This thread is about overall game (and end-game) design in most ARPGs, but I will limit it to LE, of course.
Systems which currently exist: Campaign, Monoliths, Arena, Dungeon
In three of these systems - Campaign, Monos & the Dungeon - There is a fundamental game design in play, which I will describe.
- The system gives you an objective
- There are obstacles in the way of the objective
- Players often have the desire to complete the objective quickly and/or efficiently
Let’s take one of those to discuss: Monoliths
The Objective is a Gate, Spires, stationary mini boss, wandering hardened Rare targets or a mini-arena (will discuss this later), plus specials like Orobyss, Beacon or Vessels of Memory & Chaos. The obstacles are any monsters which aren’t the Objective. The Objective grants a large reward - completion - which grants loot, Stability and progress towards the Echoes.
It is very natural for players to therefore desire to complete the Objective as fast and efficiently as possible. It’s not that the Obstacles aren’t rewarding at all. It’s that they aren’t nearly as rewarding as the Objective is. So often, players try to avoid the Obstacles by killing them fast, or ignoring/bypassing them if able.

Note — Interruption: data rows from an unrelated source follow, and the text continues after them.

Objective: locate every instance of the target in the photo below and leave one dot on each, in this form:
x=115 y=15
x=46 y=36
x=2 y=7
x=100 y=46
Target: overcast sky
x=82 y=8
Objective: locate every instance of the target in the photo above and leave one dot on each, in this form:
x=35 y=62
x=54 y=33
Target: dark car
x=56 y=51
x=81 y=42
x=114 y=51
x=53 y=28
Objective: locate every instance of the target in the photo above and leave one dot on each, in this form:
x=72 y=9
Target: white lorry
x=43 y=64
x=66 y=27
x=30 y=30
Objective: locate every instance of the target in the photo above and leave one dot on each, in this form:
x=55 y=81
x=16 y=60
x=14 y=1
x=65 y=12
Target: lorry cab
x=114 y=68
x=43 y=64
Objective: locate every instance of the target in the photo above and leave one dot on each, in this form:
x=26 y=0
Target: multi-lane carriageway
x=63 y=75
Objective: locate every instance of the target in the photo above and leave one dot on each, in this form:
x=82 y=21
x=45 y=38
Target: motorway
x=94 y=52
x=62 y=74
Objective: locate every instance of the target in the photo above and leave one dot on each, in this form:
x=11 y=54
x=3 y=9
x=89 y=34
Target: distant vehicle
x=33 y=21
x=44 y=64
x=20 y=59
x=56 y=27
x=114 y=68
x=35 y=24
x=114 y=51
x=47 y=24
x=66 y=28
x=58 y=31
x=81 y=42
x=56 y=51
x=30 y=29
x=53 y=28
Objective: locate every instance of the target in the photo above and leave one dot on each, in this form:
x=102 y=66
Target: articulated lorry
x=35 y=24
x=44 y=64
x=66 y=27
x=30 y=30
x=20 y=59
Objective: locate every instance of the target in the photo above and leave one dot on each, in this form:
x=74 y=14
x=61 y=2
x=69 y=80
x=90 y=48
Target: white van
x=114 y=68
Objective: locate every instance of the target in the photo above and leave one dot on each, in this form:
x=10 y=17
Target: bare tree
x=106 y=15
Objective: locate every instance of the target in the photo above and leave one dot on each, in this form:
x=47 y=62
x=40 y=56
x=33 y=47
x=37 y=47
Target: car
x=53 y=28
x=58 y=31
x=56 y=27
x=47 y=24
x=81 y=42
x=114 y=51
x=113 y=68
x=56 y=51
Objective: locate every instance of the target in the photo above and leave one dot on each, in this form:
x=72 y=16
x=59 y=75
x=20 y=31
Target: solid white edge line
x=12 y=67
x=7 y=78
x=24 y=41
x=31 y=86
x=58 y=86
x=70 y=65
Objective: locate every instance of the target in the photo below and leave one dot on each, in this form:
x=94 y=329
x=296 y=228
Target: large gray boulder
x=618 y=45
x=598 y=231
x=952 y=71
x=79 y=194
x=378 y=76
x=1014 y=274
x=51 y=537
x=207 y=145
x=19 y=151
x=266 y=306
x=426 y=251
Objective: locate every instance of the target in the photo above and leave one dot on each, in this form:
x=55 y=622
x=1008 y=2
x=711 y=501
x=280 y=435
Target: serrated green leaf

This leads the players to design (and favor) builds which are good at that method of gameplay. Builds which are not good at that, regardless of how fun, interesting, or unique they are, don’t find that level of favor and aren’t played as much.
So, as you can see, the very design of the game subsystem has a pretty direct effect on the builds players make, and which skills, gear, etc. are “best” and which are “worst”.
Now, I said I’d address Arena (real and mini-mono Arena). Mini-mono Arena’s objective is quite different, as there isn’t anything to rush past, no efficient path to traverse, and no object to kill or interact with to trigger a completion. Real Arena is that on steroids. There are players who have built characters for real Arena, and often times (if not virtually all the time), the skillset of those builds does pretty radically differ from builds for running Monolith.
So, again, the very design of the game subsystem has a pretty direct effect on the builds players make, and which skills, gear, etc. are “best” and which are “worst”.
I would therefore suggest to EHG, that perhaps when designing future “end-game systems”, you really stretch your brains, and try to think of something pretty fundamentally different from both Arena and Monos/Dungeons (which are very similar to Monos, imho, in the spirit of game play/style). I haven’t come up with any ideas yet, because if you boil down Arena vs Mono, its really Sustain vs Speed. I’m not sure I know of a 3rd attribute to focus on. Perhaps we might just need a 2nd “Sustain” mode to enjoy, to help diversify builds. Something different than Arena, but with the same core design in that there are no concrete “objectives” to “rush to”, and where the rewards are baked into it rather than gated behind those objectives.